El precio: mayor desigualdad

La perversión no acaba ahí. Según el panel sobre la vacunación global elaborado por la OMS y el Programa de las Naciones Unidas para el Desarrollo (PNUD), el esfuerzo que deben realizar los países pobres para vacunar a su población es inmensamente mayor que el de los países pobres. En cifras, estos organismos calculan que los países de rentas altas han tenido que incrementar su gasto sanitario un 0,8% para poder vacunar al 70% de su población. Lograr semejante tasa supone para los países pobres aumentar en un 56,6% su presupuesto sanitario total.

Buena parte de la responsabilidad de ello recae, precisamente, sobre la Unión Europea, que se ha convertido en la gran defensora de las patentes, haciendo caso omiso a las peticiones más que razonables realizadas por países como India y Sudáfrica, y ante las cuales hasta EEUU había dado su brazo a torcer. Conviene decirlo sin demasiados paños calientes: Europa es una de las principales responsables de que los países pobres tengan que empobrecerse todavía más si quieren vacunar a su población.

Dosis a punto de caducar

El remate al despropósito lo encontramos al rascar un poco en algunas de las noticias que, con llamativos titulares, han ido alertando sobre la cantidad de dosis donadas a países africanos que han acabado en la basura. Un marco que pone el foco en las dificultades de los países receptores para distribuir correctamente las dosis.

El caso más llamativo es quizá el de Nigeria, el país más poblado del continente, que a mediados de diciembre destruyó 1.066.214 dosis. A principios de mes, Reuters ya había alertado, tras una investigación propia, que más de un millón de vacunas corrían el riesgo de no poder ser utilizadas. Se trataba de sueros elaborados por Astrazeneca que, en buenas condiciones, pueden aguantar hasta seis meses, pero que llegaron a Nigeria cuando apenas faltaban entre cuatro y seis semanas para caducar. El país africano, que no es precisamente uno de los más pobres del continente, no pudo aprovechar la mayoría de las vacunas recibidas, lo que le llevó hace tres semanas a anunciar que no aceptaría más «donaciones» con la fecha de caducidad inminente.
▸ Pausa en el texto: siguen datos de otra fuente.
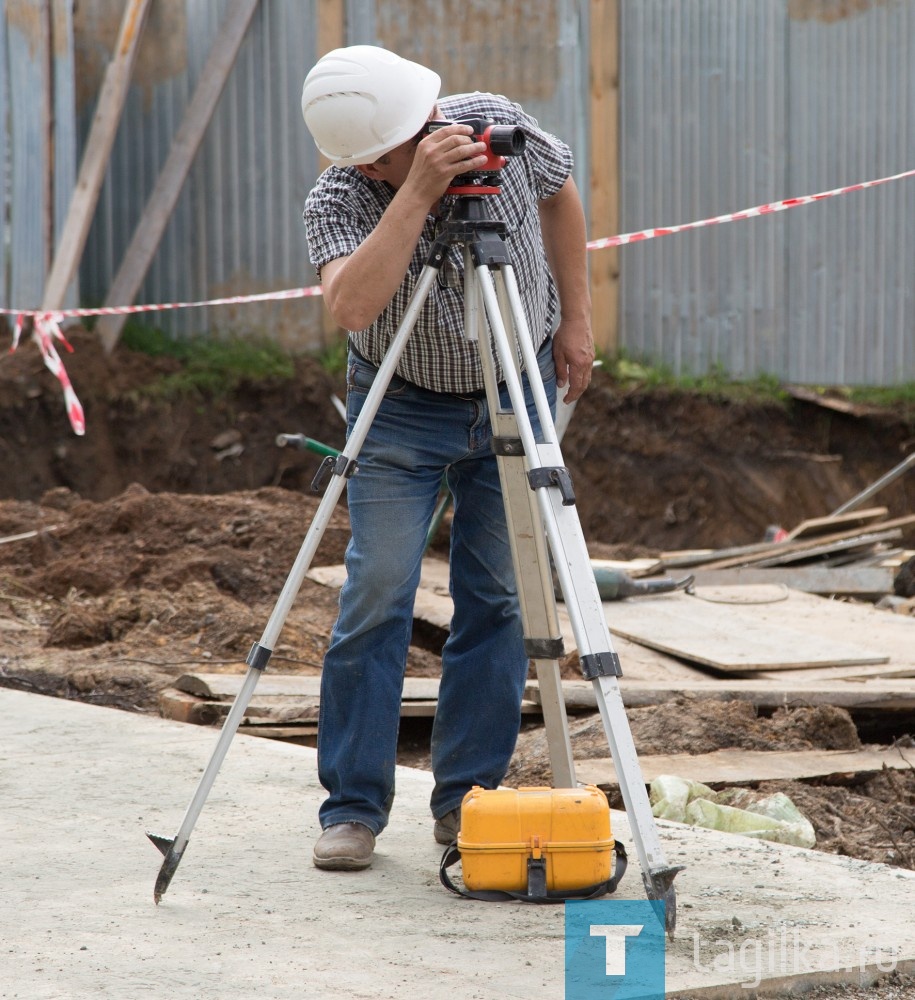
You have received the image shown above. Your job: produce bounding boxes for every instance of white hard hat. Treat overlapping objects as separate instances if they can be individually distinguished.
[302,45,442,166]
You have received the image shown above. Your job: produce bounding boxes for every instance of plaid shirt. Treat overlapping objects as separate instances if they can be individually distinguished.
[304,93,572,394]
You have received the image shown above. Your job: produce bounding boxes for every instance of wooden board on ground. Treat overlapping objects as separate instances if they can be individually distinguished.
[604,588,889,672]
[307,558,707,680]
[159,673,541,739]
[783,507,889,542]
[308,559,915,681]
[525,671,915,711]
[575,748,915,785]
[693,565,896,596]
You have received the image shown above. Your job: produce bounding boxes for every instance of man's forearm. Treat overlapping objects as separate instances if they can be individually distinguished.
[539,177,591,320]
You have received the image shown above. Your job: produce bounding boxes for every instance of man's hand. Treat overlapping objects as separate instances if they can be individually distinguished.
[404,123,487,204]
[553,317,594,403]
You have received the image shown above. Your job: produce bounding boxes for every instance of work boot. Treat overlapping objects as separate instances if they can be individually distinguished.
[312,823,375,872]
[432,806,461,845]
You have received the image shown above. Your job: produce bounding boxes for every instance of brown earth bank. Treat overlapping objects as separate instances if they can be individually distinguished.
[0,330,915,900]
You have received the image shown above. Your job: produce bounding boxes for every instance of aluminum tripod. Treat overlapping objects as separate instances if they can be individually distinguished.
[149,188,682,936]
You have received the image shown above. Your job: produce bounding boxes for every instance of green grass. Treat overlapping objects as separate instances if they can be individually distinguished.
[121,323,295,399]
[317,337,348,375]
[602,354,789,405]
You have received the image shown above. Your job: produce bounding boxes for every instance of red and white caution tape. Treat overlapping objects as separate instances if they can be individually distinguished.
[10,313,86,435]
[0,286,322,435]
[0,164,915,434]
[588,164,915,250]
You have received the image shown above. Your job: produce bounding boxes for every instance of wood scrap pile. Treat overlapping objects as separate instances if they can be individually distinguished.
[656,507,915,598]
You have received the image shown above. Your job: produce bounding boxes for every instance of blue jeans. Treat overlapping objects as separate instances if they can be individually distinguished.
[318,341,556,835]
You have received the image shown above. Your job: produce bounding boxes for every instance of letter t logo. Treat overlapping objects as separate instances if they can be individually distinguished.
[590,924,645,976]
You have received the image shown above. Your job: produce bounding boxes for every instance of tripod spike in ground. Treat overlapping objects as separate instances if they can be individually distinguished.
[642,865,685,941]
[146,833,187,906]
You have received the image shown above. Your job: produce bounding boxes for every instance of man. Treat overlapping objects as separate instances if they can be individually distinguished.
[302,45,594,870]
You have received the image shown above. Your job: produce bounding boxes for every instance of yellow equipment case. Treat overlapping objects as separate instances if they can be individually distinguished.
[441,785,625,902]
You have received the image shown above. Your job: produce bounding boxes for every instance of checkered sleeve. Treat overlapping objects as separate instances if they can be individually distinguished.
[303,167,377,279]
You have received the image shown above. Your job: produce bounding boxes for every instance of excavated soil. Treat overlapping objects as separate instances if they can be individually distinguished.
[0,322,915,892]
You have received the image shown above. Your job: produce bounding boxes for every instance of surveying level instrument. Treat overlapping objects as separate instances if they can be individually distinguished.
[148,174,683,937]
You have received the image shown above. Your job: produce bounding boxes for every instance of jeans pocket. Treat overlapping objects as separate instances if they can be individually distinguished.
[346,354,409,396]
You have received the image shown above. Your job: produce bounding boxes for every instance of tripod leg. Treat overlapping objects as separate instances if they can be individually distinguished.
[147,265,438,903]
[475,261,681,936]
[464,251,577,788]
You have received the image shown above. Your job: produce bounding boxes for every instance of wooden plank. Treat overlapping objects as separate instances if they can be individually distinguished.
[588,0,620,355]
[693,565,895,596]
[783,507,889,542]
[591,558,664,578]
[661,515,915,569]
[174,673,439,701]
[750,528,902,567]
[525,680,915,711]
[575,748,915,785]
[696,514,915,569]
[41,0,150,309]
[97,0,258,353]
[605,588,889,672]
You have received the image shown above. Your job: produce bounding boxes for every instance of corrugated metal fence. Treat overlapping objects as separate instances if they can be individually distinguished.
[0,0,915,384]
[619,0,915,384]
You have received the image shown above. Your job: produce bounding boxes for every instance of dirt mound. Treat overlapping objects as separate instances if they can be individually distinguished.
[0,331,915,880]
[0,329,915,552]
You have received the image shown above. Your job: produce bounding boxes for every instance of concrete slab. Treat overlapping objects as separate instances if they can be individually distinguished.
[0,690,915,1000]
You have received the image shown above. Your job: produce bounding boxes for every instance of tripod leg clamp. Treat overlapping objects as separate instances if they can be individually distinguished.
[311,455,359,493]
[579,650,623,681]
[245,642,273,670]
[527,465,575,507]
[492,436,524,458]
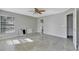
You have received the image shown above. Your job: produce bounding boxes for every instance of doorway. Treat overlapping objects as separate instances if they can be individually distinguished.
[67,13,73,41]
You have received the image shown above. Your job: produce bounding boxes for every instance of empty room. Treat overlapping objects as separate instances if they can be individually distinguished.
[0,8,78,51]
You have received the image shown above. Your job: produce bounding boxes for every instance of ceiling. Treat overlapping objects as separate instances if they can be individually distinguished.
[0,8,69,17]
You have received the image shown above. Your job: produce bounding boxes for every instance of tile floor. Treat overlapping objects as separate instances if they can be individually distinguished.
[0,33,75,51]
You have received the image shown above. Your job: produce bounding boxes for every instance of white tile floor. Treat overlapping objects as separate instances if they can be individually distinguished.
[0,33,75,51]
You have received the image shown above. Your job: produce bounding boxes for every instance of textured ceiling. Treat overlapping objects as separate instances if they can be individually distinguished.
[0,8,69,17]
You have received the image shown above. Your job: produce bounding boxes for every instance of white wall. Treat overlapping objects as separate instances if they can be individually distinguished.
[67,14,73,36]
[0,10,37,38]
[38,8,77,49]
[38,13,66,37]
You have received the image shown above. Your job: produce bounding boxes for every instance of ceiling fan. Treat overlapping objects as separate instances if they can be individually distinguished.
[34,8,45,14]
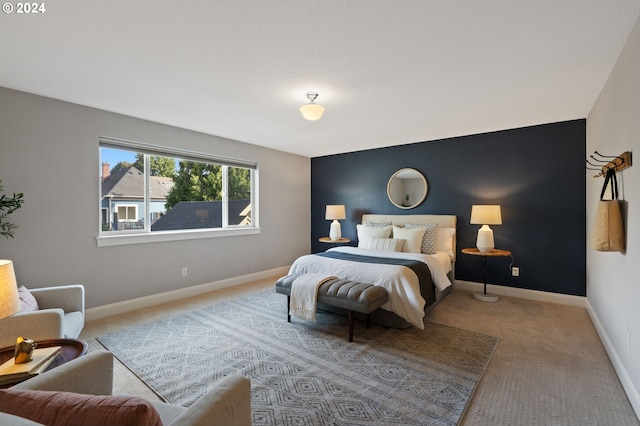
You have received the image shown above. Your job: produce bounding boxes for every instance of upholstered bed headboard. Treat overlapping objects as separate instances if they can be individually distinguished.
[362,214,458,262]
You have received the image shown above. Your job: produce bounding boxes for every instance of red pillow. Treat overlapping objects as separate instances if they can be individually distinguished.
[18,285,40,312]
[0,389,162,426]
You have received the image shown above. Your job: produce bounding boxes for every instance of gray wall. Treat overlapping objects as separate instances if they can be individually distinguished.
[587,12,640,415]
[0,88,310,307]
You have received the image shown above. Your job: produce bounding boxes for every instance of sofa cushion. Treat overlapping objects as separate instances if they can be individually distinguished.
[18,285,40,312]
[0,389,162,426]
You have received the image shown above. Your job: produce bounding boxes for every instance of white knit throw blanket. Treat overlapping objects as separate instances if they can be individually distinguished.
[289,274,336,322]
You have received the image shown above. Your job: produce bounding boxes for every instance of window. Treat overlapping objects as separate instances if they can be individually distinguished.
[98,138,257,245]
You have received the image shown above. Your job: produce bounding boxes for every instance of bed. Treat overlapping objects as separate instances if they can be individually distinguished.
[289,214,457,329]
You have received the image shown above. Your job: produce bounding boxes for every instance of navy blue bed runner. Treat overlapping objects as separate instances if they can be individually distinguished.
[315,251,436,306]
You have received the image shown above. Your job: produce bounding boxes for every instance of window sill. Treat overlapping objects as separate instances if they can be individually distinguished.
[96,227,260,247]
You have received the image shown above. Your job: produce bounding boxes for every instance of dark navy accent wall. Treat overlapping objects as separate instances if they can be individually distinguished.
[311,119,586,296]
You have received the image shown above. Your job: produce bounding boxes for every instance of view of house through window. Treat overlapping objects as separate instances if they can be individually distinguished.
[100,140,256,234]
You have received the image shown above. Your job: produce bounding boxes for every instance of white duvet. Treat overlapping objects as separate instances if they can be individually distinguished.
[289,247,451,329]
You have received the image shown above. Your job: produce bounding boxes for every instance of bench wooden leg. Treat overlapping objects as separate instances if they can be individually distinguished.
[349,311,354,342]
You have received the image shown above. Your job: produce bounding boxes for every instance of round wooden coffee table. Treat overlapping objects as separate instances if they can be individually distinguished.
[0,339,89,389]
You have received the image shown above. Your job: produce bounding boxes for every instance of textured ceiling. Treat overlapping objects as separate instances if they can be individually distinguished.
[0,0,640,157]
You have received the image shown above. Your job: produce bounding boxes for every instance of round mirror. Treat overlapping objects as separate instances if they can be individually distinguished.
[387,169,428,209]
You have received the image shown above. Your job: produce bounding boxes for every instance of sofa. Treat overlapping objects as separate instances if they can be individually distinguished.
[0,350,251,426]
[0,284,85,348]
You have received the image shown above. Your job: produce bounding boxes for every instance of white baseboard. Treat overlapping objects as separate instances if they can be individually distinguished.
[85,266,289,321]
[453,280,587,308]
[586,300,640,419]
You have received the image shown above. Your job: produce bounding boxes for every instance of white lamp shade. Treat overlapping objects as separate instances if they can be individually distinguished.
[476,225,495,253]
[471,205,502,225]
[300,103,324,121]
[324,204,347,241]
[0,260,20,318]
[324,204,347,220]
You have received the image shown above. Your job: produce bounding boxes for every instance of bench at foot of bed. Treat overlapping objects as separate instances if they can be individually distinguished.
[276,275,389,342]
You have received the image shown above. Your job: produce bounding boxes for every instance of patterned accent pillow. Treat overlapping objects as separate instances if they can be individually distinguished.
[405,223,438,254]
[363,238,404,252]
[393,226,425,253]
[18,285,40,312]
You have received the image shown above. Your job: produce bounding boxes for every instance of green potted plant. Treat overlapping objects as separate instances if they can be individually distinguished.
[0,180,24,238]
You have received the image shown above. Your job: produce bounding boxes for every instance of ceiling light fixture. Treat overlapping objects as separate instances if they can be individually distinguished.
[300,92,324,121]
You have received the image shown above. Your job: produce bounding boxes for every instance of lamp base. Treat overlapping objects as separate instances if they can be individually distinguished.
[329,219,342,241]
[476,225,495,253]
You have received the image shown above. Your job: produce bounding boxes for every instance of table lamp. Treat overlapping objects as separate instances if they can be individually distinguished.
[0,259,20,318]
[471,205,502,253]
[324,204,347,241]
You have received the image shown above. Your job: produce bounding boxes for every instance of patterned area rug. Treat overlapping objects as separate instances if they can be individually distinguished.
[98,290,498,425]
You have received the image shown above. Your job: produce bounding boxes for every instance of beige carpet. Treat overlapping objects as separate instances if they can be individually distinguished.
[81,277,640,426]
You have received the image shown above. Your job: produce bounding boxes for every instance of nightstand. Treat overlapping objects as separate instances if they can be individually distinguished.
[462,248,511,302]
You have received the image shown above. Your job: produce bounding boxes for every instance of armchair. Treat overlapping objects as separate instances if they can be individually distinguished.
[0,284,85,348]
[0,350,251,426]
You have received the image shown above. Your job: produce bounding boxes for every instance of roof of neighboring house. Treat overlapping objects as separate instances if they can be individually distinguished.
[102,166,174,199]
[151,200,251,231]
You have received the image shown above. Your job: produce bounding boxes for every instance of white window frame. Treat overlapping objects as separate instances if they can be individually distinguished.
[96,136,260,247]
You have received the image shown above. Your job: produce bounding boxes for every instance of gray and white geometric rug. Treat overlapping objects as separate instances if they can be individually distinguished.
[97,290,498,425]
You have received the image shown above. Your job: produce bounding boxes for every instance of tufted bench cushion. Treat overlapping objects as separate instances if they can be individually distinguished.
[276,274,389,342]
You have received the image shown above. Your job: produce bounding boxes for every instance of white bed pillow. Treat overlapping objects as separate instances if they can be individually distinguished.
[356,225,393,248]
[393,226,426,253]
[436,228,456,259]
[404,223,438,254]
[364,220,392,228]
[358,237,404,252]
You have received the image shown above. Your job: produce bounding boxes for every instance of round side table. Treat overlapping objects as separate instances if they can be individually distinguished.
[462,247,511,302]
[0,338,89,389]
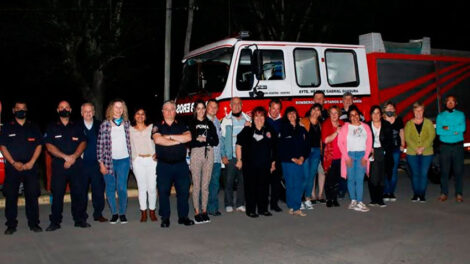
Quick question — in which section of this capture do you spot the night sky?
[0,0,470,126]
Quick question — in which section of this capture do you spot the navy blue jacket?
[278,121,310,162]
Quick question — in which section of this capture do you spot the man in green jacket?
[436,95,465,203]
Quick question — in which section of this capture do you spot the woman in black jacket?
[368,105,393,207]
[278,107,310,216]
[235,106,276,217]
[189,100,219,224]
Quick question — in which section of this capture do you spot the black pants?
[3,163,40,227]
[49,159,88,225]
[325,159,341,201]
[243,166,269,214]
[157,160,190,219]
[269,161,283,208]
[440,142,465,195]
[83,161,105,219]
[369,148,385,204]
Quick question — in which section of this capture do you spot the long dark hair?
[282,106,299,126]
[131,106,149,126]
[193,100,206,119]
[305,103,323,118]
[369,105,383,122]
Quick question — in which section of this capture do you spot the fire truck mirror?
[251,50,263,80]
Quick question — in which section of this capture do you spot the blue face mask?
[113,117,123,126]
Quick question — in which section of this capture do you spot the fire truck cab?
[176,35,370,118]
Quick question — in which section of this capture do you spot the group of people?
[0,91,465,234]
Solo es uno de los casos que ilustra la inutilidad de un sistema pensado en términos de caridad y donaciones, que no cuestiona la desigualdad estructural de fondo y que, más bien al contrario, no hace sino incrementarla. Los ejemplos son numerosos, y los hay especialmente rocambolescos, como otro millón de dosis que en febrero del año pasado llegó a Sudáfrica desde la India. Caducaban el 13 de abril. Al considerar que no eran suficientemente eficaces contra la cepa emergente entonces, las autoridades sudafricanas las repartieron entre varios países del continente a través de la Unión Africana. Llegaron a destino a finales de marzo, y la mayoría tampoco pudo usarse.